To be fair to the Lions, they finished the match with only 11 men after prop, Trevor Foster (Bradford Northern) and fullback, Joe Jones (Barrow) were injured, and they were backing up after a hard fought win over New South Wales the previous day.
It was 7-7 early in the second half in Wollongong, with the deadlock broken by Southern Division’s Australian representative winger, Charlie Hazelton.
Southern led 15-7 after 110kg forward, Jim Russell scored a block busting try later in the match.
With full time approaching Tommy McCue (Widnes) set up a try for giant forward, Frank Whitcombe (Bradford). Britain had one last chance to salvage the match, but the local defence held.
The crowd of 13,352 was one of the biggest to attend a tour match, outside the Sydney and Brisbane metropolitan areas.
Cyril Connell, a Queensland member of the Australian selection committee, told ‘The Courier-Mail’ he believed the home side would be too strong for Britain in the First Test, rating the tourists below standards of previous sides.

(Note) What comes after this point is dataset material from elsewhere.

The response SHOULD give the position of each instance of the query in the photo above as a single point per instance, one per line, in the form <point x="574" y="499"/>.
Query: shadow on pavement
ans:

As things transpired, the First test finished an 8-8 draw, with a crowd of 64,527 packing the SCG for a gripping contest, the general consenus being that Britain deserved to win, especially as they played with 12 men for 50 minutes after Bradford centre, Jack Kitching was sent off. Britain went on to win the next two Tests.
After the Wollongong loss, Britain beat NSW 21-7 in a return encounter; thrashed Western Division 33-2 at Orange before crashing 18-13 to Newcastle in front of a crowd of 17,134.
Wingers, Arthur Bassett (Halifax) and Eric Batten (Bradford Northern) finished equal leading try scorers on tour with 18 each.